The client write 7 writes complete, log file 1 has used space for client write 1 to occupy space 131072KB, client write 2 to occupy space 196608KB, client write 3 to occupy space 131072KB, client write 4 to occupy space 131072KB, client write 5 to occupy space 131072KB, client write 6 to occupy space 1KB, client write 7 to occupy 262141KB, 7KB metadata reserved space and 1KB header reserved space, and 983046KB in total. 1KB metadata reserved space is deducted, and the remaining space of the log file 1 is 65529KB. Similarly, the remaining space of the log file 2 is 65529KB, the remaining space of the log file 3 is 65529KB, the remaining space of the log file 4 is 65530KB, and the total remaining space size is 262117KB.

The client write 8 comprises 524288 (4 x 131072) data blocks, the size of the total residual space of the log file group is 262117KB, the client write current log file group with 262117KB (4 x 65529+1) is split, the client write current log file group is sequentially written into log file 4, log file 1, log file 2 and log file 3 in turn, after the writing of the data block 1 is completed, the data blocks in the data strip with the number 983039 in the log file group are filled, then check data blocks are calculated, check log files 5 and 6 are written, and so on until the writing of 262117 data blocks is completed, and the data strip with the number 983039 to 1048567 is filled. After the 262114 data block is written, the size of the client write plus the reserved client write metadata plus the header in the log file 1 is just 1GB, so that the log file 1 is fully written, the metadata and the header are written into the log file 4, and then the log file 1 is sealed.
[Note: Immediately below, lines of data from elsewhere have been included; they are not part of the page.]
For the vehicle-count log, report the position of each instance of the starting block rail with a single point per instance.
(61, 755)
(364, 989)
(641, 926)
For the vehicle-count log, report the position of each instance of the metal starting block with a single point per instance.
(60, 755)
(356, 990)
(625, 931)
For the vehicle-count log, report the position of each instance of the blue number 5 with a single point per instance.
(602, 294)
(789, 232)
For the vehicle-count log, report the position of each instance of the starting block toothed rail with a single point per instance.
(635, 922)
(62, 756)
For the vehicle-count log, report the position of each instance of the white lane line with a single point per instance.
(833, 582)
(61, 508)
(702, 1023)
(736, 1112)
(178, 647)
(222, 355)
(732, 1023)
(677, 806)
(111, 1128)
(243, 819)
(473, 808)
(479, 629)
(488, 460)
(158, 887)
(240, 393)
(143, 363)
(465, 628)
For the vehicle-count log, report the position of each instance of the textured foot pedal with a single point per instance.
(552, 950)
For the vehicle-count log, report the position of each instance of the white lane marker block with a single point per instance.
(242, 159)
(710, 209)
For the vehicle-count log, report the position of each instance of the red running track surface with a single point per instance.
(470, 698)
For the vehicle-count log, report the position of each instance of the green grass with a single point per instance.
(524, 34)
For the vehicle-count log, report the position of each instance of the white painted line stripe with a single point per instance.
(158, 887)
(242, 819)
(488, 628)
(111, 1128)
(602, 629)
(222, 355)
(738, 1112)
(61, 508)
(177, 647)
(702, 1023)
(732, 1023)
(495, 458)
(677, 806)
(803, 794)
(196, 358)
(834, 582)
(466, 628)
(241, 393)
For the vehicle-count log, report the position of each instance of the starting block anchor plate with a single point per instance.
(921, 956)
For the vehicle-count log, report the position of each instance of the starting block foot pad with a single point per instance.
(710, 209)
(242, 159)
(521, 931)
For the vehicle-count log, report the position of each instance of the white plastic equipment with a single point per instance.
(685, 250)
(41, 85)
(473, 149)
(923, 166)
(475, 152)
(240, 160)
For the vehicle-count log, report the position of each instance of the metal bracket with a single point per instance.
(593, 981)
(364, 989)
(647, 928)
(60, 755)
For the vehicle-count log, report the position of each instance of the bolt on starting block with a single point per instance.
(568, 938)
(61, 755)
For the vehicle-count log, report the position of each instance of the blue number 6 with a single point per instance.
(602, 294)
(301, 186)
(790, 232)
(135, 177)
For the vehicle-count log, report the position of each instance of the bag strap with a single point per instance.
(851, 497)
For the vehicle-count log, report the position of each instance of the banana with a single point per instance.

After the 262115 data block is written, the size of the client write plus the reserved client write metadata plus the header in the log file 2 is just 1GB, and the log file 2 is fully written, so that the metadata and the header are written into the log file 4, and then the log file 2 is sealed. After the 262116 data block is written, the size of the client write plus the reserved client write metadata plus the header in the log file 3 is just 1GB, and the log file 4 is fully written, so that the metadata and the header are written into the log file 4, and then the log file 4 is sealed. After the 262117 data block is written, the size of the client write plus the reserved client write metadata plus the header in the log file 4 is just 1GB, so that the log file 4 is fully written, the metadata and the header are written into the log file 4, then the log file 4 is sealed, and then the whole log file group is sealed, as shown in fig. 5-4.

In fig. 5-1 to 5-4, the client write p_q in the log file represents the data written in the log file in the client write p, p is any integer from 1 to 8, and q is any integer from 1 to 4.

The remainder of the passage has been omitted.